Comment by bsder

4 days ago

> The models are nondeterministic, and therefore it's pretty normal for different runs to give different results.

And how is that an excuse?

I don't care about how good a model could be. I care about how good a model was on my run.

Consequently, my opinion on a model is going to be based around its worst performance, not its best.

As such, this qualifies as strong evidence that Opus 4.6 has gotten worse.

3 comments

bsder

>> The models are nondeterministic, and therefore it's pretty normal for different runs to give different results.

> And how is that an excuse? […] this qualifies as strong evidence…

This qualifies as nothing due to how random processes work, that’s what the gp is saying. The numbers are not reliable if it’s just one run.
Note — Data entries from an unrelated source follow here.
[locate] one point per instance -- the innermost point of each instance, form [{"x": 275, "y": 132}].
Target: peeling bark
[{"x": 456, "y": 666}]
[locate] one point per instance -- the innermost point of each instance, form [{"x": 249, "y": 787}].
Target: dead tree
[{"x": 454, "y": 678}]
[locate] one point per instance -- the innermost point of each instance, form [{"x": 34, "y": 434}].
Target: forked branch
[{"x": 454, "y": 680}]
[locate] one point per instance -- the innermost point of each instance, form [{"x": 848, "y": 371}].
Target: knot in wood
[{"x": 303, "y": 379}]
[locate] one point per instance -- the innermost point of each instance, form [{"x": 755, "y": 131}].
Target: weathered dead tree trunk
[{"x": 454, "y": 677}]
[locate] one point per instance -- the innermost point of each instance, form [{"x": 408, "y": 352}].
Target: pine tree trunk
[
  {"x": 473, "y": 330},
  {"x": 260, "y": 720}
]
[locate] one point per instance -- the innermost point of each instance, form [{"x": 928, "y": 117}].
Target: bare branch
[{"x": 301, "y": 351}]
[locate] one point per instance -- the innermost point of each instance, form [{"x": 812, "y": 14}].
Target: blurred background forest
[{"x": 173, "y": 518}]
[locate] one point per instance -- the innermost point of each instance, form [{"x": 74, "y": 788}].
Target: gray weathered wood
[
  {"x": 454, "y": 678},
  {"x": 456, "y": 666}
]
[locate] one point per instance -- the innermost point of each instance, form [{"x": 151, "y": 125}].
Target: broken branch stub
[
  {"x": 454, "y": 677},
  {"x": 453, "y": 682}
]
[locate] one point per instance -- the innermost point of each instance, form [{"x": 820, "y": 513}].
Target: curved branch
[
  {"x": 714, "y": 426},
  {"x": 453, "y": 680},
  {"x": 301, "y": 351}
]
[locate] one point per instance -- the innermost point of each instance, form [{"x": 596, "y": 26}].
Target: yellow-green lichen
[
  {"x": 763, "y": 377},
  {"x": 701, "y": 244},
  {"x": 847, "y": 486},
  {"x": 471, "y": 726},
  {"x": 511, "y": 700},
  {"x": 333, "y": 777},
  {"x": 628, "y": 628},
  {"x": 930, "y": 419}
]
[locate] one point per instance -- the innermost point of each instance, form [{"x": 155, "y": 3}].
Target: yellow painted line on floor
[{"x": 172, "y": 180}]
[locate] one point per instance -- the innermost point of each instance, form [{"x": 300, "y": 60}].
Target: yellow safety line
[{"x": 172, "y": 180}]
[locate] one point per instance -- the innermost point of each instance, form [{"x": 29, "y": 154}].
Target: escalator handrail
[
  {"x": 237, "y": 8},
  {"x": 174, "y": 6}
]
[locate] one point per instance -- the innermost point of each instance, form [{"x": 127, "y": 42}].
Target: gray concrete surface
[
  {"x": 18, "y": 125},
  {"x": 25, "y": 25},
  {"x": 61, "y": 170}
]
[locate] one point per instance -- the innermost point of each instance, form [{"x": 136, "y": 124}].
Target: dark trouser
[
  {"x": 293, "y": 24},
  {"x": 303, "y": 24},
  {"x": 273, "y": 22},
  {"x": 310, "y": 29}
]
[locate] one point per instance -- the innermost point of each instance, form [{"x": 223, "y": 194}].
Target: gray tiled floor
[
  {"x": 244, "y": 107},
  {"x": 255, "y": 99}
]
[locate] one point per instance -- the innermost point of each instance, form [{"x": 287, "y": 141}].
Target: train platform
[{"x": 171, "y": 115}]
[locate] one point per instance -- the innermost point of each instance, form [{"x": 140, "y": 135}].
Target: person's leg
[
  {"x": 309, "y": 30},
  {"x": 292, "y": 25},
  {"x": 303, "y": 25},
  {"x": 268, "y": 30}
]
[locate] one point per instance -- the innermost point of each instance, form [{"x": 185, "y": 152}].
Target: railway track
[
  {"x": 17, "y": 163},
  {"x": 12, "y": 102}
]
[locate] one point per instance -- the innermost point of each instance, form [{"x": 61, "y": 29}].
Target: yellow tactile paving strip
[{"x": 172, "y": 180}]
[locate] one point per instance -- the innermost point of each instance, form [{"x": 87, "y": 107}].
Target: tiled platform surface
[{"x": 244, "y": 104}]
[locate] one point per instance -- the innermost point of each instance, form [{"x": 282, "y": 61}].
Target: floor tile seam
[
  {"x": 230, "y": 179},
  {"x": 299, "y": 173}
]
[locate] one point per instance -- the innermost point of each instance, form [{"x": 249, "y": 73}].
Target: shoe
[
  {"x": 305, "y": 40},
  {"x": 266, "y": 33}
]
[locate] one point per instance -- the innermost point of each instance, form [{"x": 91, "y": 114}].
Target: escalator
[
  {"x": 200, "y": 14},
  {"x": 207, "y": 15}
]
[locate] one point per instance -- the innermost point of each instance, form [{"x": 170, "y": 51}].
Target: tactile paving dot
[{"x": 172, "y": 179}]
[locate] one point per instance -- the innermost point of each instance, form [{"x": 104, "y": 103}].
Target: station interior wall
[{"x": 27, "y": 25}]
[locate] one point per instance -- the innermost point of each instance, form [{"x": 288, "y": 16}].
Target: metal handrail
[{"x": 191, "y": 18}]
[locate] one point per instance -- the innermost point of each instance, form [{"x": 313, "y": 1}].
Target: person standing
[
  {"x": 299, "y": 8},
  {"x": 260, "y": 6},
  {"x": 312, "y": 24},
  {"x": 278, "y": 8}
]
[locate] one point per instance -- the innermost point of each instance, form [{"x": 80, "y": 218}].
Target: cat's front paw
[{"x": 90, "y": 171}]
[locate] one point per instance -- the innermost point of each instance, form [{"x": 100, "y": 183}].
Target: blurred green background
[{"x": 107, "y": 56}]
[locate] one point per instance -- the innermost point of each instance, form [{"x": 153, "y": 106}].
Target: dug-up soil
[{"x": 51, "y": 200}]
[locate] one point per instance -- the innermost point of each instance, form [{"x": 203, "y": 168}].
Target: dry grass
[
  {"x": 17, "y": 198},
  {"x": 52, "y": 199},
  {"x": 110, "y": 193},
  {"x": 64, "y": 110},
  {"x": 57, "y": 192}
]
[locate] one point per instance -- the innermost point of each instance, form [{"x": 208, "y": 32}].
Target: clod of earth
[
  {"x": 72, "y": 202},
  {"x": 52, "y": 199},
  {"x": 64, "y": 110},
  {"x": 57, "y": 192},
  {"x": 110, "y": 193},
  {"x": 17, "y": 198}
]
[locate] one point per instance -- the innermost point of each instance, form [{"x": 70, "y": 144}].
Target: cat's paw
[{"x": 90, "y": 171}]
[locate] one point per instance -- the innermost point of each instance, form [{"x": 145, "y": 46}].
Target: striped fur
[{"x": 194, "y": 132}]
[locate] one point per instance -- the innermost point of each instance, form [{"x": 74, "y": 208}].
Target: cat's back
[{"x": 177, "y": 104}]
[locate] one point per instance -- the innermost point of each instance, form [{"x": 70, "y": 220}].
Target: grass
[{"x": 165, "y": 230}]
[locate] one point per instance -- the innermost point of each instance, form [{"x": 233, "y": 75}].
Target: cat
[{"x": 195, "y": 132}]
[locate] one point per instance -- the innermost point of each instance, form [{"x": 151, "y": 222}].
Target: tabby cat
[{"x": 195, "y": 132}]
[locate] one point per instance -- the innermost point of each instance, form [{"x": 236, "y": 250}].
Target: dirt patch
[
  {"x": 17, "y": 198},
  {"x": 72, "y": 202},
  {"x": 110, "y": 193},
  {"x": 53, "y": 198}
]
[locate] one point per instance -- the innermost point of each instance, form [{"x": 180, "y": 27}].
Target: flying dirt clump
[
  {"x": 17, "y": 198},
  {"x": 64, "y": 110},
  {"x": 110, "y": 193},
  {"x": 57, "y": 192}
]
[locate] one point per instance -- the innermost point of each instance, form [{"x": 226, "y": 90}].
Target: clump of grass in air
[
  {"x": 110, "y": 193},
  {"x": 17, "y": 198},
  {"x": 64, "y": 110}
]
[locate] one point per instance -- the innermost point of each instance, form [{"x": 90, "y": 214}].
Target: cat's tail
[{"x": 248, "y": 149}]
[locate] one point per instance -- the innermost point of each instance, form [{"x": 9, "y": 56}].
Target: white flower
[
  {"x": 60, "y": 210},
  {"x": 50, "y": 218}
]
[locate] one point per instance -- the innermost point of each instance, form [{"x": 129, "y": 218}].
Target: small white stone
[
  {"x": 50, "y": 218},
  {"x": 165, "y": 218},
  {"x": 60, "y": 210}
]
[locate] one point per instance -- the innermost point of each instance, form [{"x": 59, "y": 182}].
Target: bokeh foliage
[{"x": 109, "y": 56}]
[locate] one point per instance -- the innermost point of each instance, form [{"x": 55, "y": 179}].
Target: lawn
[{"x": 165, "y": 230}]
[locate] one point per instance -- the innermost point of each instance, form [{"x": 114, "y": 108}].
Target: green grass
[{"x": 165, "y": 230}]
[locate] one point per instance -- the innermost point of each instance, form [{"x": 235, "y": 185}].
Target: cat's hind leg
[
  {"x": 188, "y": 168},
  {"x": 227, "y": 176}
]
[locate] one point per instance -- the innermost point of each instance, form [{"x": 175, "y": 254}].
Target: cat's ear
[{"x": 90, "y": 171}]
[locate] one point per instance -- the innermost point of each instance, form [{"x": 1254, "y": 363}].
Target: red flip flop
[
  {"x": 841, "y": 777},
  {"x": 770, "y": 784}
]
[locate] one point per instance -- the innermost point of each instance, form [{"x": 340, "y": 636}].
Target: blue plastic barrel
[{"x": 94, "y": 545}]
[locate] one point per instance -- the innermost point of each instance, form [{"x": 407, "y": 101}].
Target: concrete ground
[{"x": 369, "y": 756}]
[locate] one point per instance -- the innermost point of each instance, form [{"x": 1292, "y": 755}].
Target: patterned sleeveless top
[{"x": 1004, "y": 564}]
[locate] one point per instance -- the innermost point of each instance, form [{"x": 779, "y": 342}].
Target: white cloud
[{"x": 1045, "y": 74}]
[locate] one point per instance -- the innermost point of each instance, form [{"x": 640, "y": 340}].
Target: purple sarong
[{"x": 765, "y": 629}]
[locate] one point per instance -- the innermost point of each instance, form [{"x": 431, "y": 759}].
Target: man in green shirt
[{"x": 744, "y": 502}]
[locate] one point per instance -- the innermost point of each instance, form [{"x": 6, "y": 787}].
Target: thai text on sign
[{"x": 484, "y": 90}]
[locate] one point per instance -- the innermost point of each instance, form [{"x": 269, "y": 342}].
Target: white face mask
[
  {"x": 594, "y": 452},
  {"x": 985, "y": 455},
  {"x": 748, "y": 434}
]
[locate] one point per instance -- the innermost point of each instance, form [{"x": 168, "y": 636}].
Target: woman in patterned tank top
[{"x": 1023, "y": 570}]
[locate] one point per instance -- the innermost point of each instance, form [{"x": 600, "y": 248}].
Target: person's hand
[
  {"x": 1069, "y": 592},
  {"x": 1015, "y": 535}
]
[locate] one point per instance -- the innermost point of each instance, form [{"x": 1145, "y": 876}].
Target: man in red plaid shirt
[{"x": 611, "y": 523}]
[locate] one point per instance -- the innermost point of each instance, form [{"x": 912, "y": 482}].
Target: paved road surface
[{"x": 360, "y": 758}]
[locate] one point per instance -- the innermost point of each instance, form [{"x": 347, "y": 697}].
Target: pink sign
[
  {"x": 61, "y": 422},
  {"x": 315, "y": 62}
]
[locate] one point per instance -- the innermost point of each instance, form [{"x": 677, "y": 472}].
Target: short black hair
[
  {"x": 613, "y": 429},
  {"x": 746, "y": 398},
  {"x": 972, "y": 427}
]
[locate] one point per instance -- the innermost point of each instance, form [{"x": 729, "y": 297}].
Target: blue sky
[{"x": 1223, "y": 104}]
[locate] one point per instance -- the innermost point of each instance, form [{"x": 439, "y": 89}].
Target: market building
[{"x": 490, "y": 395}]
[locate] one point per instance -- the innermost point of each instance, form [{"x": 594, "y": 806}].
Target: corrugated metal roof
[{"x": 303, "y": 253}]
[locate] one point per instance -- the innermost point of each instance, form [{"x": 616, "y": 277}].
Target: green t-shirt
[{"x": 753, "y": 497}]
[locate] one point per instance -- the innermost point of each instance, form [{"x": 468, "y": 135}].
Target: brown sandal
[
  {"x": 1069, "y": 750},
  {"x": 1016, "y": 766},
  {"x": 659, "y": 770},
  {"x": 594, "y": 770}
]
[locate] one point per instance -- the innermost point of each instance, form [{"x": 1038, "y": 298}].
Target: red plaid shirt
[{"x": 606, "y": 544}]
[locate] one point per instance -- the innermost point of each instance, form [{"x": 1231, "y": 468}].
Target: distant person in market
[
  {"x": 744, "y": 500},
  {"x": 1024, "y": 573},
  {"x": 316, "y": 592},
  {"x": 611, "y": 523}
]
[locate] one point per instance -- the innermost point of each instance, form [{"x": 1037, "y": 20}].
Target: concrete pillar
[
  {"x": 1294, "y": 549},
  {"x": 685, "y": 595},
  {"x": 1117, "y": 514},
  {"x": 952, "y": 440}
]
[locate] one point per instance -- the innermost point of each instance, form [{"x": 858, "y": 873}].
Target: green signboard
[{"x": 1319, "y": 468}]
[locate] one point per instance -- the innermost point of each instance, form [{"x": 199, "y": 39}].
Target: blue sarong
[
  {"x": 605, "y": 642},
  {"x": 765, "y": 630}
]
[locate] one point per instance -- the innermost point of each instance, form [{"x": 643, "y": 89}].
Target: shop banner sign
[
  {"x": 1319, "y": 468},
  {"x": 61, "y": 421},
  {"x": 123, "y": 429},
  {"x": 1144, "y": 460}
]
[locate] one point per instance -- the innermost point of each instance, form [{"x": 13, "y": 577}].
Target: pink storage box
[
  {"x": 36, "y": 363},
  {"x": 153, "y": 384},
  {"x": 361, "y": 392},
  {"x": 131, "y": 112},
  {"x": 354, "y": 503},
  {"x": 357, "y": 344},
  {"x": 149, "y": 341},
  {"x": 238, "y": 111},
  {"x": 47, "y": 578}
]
If this is counter-intuitive, a refresher on basic statistics and probability theory may be in order.

bsder 3 days ago

> If this is counter-intuitive, a refresher on basic statistics and probability theory may be in order.
I'm not running "statistics". I'm running an individual run. I care about the individual quality of my run and not the general quality of the "aggregate".
The problem here is that the difference may not be immediately observable. Sure, if it doesn't give a correct answer, that's quickly catchable. If it costs me 10x the time, that's not immediately catchable but no less problematic.

No, what they're saying is the previous run could have just been lucky and not representative!